01.05.2019, 22:15
Dass ihre Koordination allmählich etwas nachließ, fiel ihm nicht bewusst auf. Vermutlich, weil es ihm ähnlich ging. Der Alkohol rauschte angenehm in seinem Kopf und mischte sich in Denken und Sprechen, ohne dass er es wirklich wahrnahm. Das einzige, was ihm zwar auffiel, ihn aber nicht störte, war der langsam verschwimmende Rand seines Sichtfelds. Passte schon, denn was von Bedeutung war, hatte er ja doch meistens eher direkt im Blick. Bei ihrer Anschuldigung lachte er auf, hob den freien Zeigefinger und korrigierte sie, indem er an ihr Gespräch vom Anfang anknüpfte.
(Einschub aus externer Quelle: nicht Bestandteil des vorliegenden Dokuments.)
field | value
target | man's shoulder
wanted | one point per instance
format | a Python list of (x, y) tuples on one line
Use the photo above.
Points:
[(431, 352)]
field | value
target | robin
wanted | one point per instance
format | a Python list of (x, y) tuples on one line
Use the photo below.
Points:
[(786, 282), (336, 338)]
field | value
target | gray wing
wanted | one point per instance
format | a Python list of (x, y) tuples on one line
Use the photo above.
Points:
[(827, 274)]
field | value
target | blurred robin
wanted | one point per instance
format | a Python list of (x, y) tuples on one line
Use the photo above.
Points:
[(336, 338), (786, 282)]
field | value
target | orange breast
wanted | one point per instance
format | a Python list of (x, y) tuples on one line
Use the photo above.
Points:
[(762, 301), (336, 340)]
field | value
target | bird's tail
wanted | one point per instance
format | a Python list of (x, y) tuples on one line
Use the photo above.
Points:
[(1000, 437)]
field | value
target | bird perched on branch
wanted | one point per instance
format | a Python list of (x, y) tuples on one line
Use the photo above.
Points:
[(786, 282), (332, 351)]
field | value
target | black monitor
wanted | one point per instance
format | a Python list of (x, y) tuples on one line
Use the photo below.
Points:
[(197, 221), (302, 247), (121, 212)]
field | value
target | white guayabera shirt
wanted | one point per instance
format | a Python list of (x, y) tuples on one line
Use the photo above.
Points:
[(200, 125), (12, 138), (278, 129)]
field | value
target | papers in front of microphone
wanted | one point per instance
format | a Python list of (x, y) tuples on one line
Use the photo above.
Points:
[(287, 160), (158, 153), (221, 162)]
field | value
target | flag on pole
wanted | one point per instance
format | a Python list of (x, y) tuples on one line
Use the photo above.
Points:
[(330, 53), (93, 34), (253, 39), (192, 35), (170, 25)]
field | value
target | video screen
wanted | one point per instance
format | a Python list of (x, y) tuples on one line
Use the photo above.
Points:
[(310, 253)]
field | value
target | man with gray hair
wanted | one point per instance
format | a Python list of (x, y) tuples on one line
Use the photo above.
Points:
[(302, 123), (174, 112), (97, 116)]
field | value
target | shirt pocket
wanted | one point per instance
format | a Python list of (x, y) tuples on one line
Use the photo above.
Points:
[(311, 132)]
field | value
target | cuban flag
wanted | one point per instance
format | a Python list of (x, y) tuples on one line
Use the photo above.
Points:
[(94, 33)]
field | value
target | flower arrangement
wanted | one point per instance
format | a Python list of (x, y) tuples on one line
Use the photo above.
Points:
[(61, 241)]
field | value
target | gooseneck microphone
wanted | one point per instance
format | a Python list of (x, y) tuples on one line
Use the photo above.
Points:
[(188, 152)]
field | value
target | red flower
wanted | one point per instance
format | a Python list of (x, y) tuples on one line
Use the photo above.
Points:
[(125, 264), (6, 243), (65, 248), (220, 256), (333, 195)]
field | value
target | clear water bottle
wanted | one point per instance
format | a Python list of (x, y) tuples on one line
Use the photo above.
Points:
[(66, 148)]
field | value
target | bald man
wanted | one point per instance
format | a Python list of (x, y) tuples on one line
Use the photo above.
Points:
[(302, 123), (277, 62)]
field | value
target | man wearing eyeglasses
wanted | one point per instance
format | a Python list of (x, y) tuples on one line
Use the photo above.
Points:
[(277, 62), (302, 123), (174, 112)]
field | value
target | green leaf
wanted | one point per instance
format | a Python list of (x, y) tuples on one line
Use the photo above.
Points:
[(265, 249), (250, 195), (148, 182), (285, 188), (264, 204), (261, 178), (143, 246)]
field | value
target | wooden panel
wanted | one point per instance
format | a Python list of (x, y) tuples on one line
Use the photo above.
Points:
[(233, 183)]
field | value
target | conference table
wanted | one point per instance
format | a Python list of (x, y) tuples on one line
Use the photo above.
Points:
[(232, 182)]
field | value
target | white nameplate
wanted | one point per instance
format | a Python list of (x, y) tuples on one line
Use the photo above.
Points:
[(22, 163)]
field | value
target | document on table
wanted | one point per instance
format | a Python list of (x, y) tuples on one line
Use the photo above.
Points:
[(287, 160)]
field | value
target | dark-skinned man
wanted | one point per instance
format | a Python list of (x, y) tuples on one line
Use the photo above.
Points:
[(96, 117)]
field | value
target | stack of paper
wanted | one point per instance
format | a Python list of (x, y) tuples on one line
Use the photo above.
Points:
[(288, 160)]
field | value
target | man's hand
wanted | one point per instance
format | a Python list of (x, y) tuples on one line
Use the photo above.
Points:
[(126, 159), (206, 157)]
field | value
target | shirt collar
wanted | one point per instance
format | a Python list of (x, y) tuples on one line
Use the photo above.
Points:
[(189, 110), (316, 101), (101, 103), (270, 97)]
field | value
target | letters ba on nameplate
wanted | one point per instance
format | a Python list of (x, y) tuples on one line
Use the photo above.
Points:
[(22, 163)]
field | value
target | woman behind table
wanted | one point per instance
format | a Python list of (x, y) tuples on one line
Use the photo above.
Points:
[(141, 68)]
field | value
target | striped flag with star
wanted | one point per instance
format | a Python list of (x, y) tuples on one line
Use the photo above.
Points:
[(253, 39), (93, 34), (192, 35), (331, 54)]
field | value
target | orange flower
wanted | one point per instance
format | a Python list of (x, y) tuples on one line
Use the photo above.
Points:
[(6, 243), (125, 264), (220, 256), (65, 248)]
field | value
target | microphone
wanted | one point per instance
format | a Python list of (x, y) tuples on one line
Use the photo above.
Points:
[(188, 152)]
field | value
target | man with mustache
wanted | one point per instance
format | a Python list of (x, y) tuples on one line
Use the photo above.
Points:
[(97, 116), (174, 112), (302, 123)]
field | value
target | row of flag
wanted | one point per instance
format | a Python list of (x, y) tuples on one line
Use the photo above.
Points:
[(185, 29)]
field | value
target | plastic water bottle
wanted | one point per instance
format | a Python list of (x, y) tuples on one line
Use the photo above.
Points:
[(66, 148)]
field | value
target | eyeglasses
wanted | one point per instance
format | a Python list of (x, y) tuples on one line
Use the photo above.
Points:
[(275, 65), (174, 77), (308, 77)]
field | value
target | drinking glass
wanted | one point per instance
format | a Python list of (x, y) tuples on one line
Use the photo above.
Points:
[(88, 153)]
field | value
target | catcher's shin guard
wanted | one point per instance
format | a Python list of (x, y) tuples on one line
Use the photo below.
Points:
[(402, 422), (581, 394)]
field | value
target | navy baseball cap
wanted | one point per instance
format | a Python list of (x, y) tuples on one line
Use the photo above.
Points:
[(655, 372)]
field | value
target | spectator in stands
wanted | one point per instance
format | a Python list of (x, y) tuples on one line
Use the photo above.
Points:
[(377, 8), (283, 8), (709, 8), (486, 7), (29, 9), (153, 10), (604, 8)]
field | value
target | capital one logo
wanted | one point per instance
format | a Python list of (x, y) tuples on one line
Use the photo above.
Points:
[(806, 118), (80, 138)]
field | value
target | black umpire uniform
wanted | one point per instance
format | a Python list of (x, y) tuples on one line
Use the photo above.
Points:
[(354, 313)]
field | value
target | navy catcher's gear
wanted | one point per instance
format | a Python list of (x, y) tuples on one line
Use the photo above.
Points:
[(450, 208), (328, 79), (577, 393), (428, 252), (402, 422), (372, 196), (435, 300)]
„Ich sag’s doch, der ‚arme Straßenköter‘-Look zieht.“
Offensichtlich. Hätte er ihn besser (aus-) zu nutzen gewusst, hätte er es im Leben vielleicht doch weiter bringen können, wenn es sein Ziel gewesen wäre. So aber paarte er diese Vorzüge einfach mit seiner ehrlichen Art und nahm, was ihm in den Schoß fiel, ohne heimtückische Pläne schmieden zu müssen. Dass die Nacht vielleicht gar nicht mehr so jung war, wie sie sich gerade wünschten, kam ihm nicht, als sie auf ihre Bekanntschaft anstießen und er sich schließlich bereitwillig von ihr in die Straßen der Stadt entführen ließ. Die Straßen waren bis auf einzelne, ähnlich angeheiterte Grüppchen inzwischen leer. Als Skadi von seiner Hand abließ, steckte er sie kurzerhand in die Tasche, hielt mit der anderen Hand den Henkel seines Kruges umfasst und schlenderte gelassen neben der Jüngeren her. Der Rausch schien sie nur noch trinkfreudiger zu machen und so hatte sie bald schon auch diesen Krug geleert und ihn kurzerhand in einer aufgetriebenen Tasche verstaut, die zurückgelassen an einem Stand auf einen neuen Besitzer gewartet hatte. Bis sie den Waldrand erreicht hatten, der sie näher an die Sphinx brachte, hatte aber auch er sich das letzte Bier gänzlich einverleibt. Er hatte das Gefühl für die Zeit verloren und achtete auch nicht unbedingt genau darauf, dass sie auf dem richtigen Pfad blieben. Während Skadi den Stamm eines umgestürzten Baumes erklomm und darüber balancierte, machte er einen erstaunlich treffsicheren Schritt über die kahle Krone eines begrabenen Jungbaumes, die sich als ein bisschen störrisch erwies. Eine Sekunde später aber hatte er sich erfolgreich durch das Geäst gekämpft und spazierte an Skadis Seite weiter in den Wald hinein. Liam schmunzelte geräuschvoll bei ihrer Bemerkung, machte noch einmal zwei große, hüpfende Schritte nach vorne und befand sich schließlich mit ihr sowohl auf gleicher als auch dank des Stammes auf Augenhöhe.
„Du hattest es nicht anders gewollt.“, erinnerte er sie und zuckte in betrunken-übertriebener Manier mit den Schultern. „Aber ich kann dir sagen – mir hat der Kopf auch noch zwei Tage später gebrummt.“ Er lachte kurz, sprang über einen Stein am Boden und kam kurz wankend wieder auf den Beinen auf. „Außerdem -“, begann er und betonte das Wort, um ihm mehr Bedeutung zuzusprechen. „- hättest du etwas ganz anderes verdient gehabt für deine zweifelhafte ‚Kampftechnik‘.“
Sie wusste mit Sicherheit, worauf er anspielte. Hätte er bislang mehr von ihr mitbekommen, hätte er sich vielleicht weniger weit aus dem Fenster gelehnt. Denn dann wäre ihm bewusst gewesen, dass er in einem Zweikampf zweifellos den Kürzeren ziehen würde. Im Gebüsch vor ihnen raschelte es verdächtig, doch Liam lief unbeirrt weiter, als hätte er es nicht wahrgenommen. Stattdessen lag sein Blick noch immer auf Skadis erheitertem Antlitz, welches sich aus der Dunkelheit schälte. Die Nacht war klar, die Bäume noch nicht belaubt, was ihnen genügend Licht zur Verfügung stellte.
„Aber wenn ich mich recht erinnere, waren wir am Ende doch quitt, oder? Jeder hatte dem anderen einmal angeboten, kampflos aufzugeben?“
Eigentlich war es wirklich lustig, nun hier gemeinsam zu laufen und sich an den Moment ihres ersten Treffens zurückzuerinnern, was mehr als unkonventionell ausgefallen war.